Особый интерес представляет собой феномен коллективных изобретений, на который обратил внимание Аллен (Allen, 1983). В тех случаях, когда технический прогресс опирается на эксперименты, являющиеся побочным продуктом инвестиций, когда он идет постепенно и когда новшества трудно запатентовать, может оказаться так, что фирмы захотят бесплатно делиться друг с другом информацией и совместно пользоваться полученными результатами. Подобное сотрудничество было скорее исключением, чем правилом, однако Аллен показывает, что в 1850–1875 гг. этот принцип практиковался в британской железоплавильной отрасли. Благодаря свободному обмену информацией удалось добиться значительного прогресса при разработке оптимальной конструкции доменной печи. Разумеется, даже в железоплавильной отрасли все, что возможно, патентовалось и все, что возможно, сохранялось в тайне. Коллективное изобретательство происходило в достаточно специфических условиях; в обычных обстоятельствах фирмы не разглашают той информации, которая может увеличить прибыль их конкурентов. Лишь в тех случаях, когда число фирм, участвующих в изобретательском процессе, невелико и они могут каким-либо образом избавиться от «безбилетников», фирмы могут принять соглашение о сотрудничестве и заключить взаимно обязывающие контракты, допускающие обмен технической информацией. В число разглашаемых сведений, как и можно ожидать, входят, как правило, те, которые не ставят под удар относительное преимущество фирмы над конкурентами. Однако сотрудничество между новаторами служит важным напоминанием о том, что патенты и право собственности на новую информацию не являются строго необходимыми условиями технического прогресса (Nelson, 1987, p. 79). Ландес (Landes, 1986, p. 614) утверждает, что большая, а может быть, и основная доля прироста производительности в фабричном производстве была результатом мелких, непатентуемых усовершенствований, и делает вывод о том, что патенты не являлись важным стимулом для изобретательства. При нынешнем состоянии наших знаний такое заявление выглядит преждевременным[148].

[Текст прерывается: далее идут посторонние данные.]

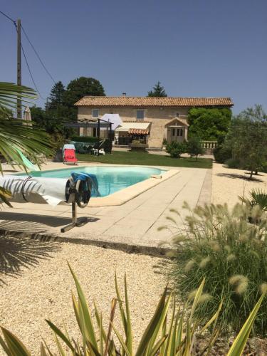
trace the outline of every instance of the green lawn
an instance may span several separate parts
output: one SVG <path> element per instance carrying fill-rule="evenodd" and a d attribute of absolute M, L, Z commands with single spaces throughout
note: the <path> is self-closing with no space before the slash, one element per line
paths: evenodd
<path fill-rule="evenodd" d="M 105 156 L 77 155 L 79 161 L 114 163 L 115 164 L 142 164 L 148 166 L 188 167 L 211 168 L 212 160 L 209 158 L 172 158 L 169 156 L 152 155 L 147 152 L 114 152 Z"/>

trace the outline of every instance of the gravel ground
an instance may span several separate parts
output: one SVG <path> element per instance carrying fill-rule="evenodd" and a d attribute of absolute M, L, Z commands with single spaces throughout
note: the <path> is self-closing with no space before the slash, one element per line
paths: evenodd
<path fill-rule="evenodd" d="M 74 338 L 79 335 L 70 296 L 75 286 L 67 260 L 89 303 L 95 300 L 106 320 L 115 295 L 115 272 L 122 291 L 127 273 L 135 340 L 152 316 L 164 286 L 164 278 L 155 267 L 161 258 L 148 256 L 11 237 L 1 237 L 0 251 L 0 325 L 23 340 L 33 355 L 38 355 L 41 336 L 49 345 L 54 343 L 45 318 L 60 328 L 65 323 Z M 4 355 L 1 350 L 0 355 Z"/>
<path fill-rule="evenodd" d="M 241 169 L 232 169 L 223 164 L 214 163 L 212 169 L 211 201 L 214 204 L 227 203 L 230 207 L 240 202 L 239 196 L 247 197 L 253 188 L 267 192 L 267 174 L 260 172 L 248 180 L 248 174 Z"/>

Значение патентной системы варьировалось от отрасли к отрасли. В целом, получение патентов шире практиковалось в отраслях с высоким уровнем конкуренции; кроме того, механические изобретения патентовались чаще, чем химические процессы. Также определенную роль играли состояние, уже имевшееся у изобретателя, и место его жительства. Патенты выдавались не только на изобретения, и не все изобретения патентовались. Как оценивает Маклеод (MacLeod, 1988, p. 145), девять из десяти патентов были взяты в отраслях, где инновации почти отсутствовали. Поэтому пользоваться данными о патентах в качестве показателя технической активности, что недавно опять стало модным среди историков экономики (Sokoloff, 1988; Sullivan, 1989), следует с крайней осторожностью. Изобретения представляют собой пример «нечетких объектов» и славятся тем, как трудно их подсчитать и измерить. У нас нет ответов на вопросы о том, что лучше – такое плохое приближение, как статистика по патентам, или отсутствие всякого приближения, и о том, добавляет ли эконометрический анализ патентов что-либо к нашему пониманию технического прогресса.

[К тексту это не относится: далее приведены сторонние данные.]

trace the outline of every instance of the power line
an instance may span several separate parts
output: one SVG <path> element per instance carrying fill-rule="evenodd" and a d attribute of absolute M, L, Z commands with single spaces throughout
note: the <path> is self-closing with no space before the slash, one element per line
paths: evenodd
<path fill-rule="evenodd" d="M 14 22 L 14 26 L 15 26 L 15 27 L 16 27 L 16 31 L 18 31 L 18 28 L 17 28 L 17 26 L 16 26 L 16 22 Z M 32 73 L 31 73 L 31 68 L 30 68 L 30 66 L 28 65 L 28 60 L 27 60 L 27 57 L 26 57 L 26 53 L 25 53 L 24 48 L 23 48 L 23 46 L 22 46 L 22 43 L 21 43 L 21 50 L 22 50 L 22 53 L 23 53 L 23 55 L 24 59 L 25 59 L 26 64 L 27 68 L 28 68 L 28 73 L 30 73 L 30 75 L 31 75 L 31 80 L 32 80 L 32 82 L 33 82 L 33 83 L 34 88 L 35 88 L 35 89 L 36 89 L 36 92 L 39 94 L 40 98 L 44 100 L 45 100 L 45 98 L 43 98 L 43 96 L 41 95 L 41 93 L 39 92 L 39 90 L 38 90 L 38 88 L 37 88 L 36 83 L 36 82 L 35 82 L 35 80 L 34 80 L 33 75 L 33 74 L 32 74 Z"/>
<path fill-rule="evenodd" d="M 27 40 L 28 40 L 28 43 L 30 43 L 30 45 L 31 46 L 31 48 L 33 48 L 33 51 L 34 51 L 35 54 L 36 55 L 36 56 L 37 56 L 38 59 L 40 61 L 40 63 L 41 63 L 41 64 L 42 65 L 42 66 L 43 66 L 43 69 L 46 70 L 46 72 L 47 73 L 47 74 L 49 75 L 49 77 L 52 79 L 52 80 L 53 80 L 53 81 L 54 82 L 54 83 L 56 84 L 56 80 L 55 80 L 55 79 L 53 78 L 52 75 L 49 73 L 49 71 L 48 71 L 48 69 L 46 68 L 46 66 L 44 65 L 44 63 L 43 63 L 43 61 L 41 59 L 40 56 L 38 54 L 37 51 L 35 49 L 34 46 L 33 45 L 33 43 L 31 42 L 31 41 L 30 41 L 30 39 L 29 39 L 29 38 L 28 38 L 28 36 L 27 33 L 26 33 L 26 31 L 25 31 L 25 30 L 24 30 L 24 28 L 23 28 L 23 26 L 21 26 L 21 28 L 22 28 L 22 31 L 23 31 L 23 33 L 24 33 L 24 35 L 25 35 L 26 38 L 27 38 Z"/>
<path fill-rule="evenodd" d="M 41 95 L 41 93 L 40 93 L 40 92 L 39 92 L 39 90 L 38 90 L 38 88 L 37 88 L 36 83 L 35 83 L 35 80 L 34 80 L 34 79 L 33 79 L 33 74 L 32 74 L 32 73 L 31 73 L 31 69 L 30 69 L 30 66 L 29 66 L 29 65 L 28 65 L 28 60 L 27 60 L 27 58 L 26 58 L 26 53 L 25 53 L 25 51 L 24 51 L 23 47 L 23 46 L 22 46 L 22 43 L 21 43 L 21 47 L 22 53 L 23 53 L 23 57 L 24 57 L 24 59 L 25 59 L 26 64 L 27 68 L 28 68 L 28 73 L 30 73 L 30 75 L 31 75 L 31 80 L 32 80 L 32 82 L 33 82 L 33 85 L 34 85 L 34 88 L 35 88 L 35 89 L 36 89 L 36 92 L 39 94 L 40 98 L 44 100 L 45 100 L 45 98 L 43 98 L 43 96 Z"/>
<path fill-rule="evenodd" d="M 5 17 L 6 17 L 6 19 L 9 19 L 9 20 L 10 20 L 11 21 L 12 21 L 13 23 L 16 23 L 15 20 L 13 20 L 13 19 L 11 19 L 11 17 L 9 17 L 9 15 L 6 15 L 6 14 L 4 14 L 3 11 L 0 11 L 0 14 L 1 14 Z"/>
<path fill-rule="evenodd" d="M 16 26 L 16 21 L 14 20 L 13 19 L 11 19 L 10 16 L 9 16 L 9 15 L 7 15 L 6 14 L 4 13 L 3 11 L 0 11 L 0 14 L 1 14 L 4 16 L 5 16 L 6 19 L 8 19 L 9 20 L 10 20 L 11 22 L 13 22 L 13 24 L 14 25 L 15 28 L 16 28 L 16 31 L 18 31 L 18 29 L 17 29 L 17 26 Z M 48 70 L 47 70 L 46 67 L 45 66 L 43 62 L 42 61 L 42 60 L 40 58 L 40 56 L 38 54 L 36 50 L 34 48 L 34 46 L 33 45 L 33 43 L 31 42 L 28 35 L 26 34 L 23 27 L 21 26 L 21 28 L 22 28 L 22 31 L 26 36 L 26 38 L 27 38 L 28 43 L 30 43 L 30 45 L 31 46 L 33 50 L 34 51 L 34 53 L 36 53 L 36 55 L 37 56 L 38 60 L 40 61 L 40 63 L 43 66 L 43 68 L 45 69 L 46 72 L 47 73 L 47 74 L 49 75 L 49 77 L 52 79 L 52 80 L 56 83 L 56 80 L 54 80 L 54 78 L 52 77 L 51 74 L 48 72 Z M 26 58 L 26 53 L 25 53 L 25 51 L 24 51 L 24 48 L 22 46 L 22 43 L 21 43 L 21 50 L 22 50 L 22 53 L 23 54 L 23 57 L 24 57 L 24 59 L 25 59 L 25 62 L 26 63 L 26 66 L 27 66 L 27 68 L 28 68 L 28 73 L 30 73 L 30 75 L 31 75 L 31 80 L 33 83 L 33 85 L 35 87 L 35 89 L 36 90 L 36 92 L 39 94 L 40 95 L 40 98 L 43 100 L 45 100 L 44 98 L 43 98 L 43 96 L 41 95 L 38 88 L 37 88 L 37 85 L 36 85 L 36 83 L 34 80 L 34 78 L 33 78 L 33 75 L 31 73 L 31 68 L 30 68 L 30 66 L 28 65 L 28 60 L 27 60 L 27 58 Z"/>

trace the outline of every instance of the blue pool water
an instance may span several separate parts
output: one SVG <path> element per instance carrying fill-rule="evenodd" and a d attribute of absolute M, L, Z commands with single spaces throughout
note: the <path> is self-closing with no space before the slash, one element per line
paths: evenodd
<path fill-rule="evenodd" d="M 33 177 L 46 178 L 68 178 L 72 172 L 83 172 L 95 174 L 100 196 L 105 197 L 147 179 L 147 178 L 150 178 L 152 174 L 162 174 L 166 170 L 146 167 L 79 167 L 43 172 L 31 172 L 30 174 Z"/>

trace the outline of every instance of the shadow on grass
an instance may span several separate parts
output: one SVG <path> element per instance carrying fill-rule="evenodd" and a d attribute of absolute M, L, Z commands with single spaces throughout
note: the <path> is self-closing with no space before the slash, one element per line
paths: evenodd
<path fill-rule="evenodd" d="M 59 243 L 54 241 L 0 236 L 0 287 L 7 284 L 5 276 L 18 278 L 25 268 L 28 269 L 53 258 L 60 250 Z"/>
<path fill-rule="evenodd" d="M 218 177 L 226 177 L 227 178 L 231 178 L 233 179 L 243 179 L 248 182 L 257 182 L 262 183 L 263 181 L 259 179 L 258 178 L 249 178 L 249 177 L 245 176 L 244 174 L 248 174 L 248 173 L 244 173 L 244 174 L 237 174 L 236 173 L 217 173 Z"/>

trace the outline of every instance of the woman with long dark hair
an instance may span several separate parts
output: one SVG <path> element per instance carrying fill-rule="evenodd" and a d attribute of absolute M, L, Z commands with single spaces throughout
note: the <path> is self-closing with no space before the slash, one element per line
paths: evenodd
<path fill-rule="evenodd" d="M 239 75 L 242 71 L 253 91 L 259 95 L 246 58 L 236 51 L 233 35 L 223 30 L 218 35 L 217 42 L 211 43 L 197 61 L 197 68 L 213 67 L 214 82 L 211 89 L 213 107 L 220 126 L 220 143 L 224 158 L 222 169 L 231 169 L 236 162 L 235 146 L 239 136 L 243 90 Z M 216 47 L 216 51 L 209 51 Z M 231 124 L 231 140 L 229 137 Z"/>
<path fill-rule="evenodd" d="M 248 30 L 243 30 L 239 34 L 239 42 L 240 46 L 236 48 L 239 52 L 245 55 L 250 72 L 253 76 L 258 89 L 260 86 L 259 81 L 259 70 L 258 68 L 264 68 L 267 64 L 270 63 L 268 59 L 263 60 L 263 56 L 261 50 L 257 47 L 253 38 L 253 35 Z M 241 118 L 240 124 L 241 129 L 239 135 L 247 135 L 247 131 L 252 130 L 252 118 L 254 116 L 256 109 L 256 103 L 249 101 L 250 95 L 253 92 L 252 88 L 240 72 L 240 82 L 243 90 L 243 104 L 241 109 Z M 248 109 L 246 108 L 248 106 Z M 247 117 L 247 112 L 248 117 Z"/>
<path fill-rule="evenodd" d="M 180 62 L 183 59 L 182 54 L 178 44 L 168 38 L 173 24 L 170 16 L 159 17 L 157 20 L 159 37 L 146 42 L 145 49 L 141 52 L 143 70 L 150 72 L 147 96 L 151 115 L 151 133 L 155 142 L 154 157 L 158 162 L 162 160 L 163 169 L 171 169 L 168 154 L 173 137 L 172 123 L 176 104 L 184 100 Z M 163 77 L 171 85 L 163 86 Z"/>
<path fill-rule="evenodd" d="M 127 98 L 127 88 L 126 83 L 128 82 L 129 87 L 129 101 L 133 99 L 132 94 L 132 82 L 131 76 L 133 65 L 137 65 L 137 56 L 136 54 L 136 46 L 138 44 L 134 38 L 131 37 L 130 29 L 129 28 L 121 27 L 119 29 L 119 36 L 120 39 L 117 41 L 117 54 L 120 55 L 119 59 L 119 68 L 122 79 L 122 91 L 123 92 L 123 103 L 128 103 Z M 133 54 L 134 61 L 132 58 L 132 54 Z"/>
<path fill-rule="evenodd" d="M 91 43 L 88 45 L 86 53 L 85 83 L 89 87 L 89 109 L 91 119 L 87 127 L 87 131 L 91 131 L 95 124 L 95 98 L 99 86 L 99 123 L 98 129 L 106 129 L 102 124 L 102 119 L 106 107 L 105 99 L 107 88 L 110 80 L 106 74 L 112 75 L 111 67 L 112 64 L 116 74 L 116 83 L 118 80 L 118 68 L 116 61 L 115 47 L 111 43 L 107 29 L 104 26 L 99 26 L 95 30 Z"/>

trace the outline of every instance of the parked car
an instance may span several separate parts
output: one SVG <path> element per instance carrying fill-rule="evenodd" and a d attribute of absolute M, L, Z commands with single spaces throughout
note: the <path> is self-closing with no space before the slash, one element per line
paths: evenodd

Таким образом, вердикт о значении патентной системы как одной из причин технической креативности будет определенно неоднозначным. С учетом частных и общественных издержек, связанных с получением патентов и с патентными тяжбами, а также наличия многочисленных альтернатив патентам, мы не можем сказать ничего определенного об их влиянии на техническую креативность общества[149]. Возможно, патентная система была относительно второстепенным фактором вследствие «бесплатных завтраков», которые приносит технический прогресс, то есть вследствие того, что социальная прибыль от изобретения нередко многократно превышает затраты на его разработку. Соответственно, изобретателю совсем не обязательно получать всю социальную прибыль, обеспеченную его творением, или хотя бы ее большую часть: небольшой доли может быть вполне достаточно для того, чтобы его усилия окупились. Патентная система гарантирует изобретателю получение части прибылей в течение конечного времени, тем самым, как ни странно, поощряя в первую очередь маргинальные изобретения. Разумеется, при большом числе таких маргинальных изобретений они тоже могут оказывать существенное влияние на экономический рост. Еще более важно то, что патентная система поощряет делать такие изобретения, от которых не ожидается высокой социальной прибыли вследствие очень низкой ex ante вероятности успеха, то есть она поощряет разработку идей, представляющих собой радикальный отход от общепризнанной практики, иными словами, согласно нашей терминологии, – макроизобретений. Таким образом, патентная система играет важную роль при осуществлении тех ярких прорывов, когда чудаки срывают банк. Шерер (Scherer, 1980, p. 448) полагает, что это случается очень редко. Социальные издержки, лежащие на другой чаше весов, включают многие часы, истраченные талантливыми и оригинальными мыслителями на погоню за технологическим миражом, сулящим золотые горы.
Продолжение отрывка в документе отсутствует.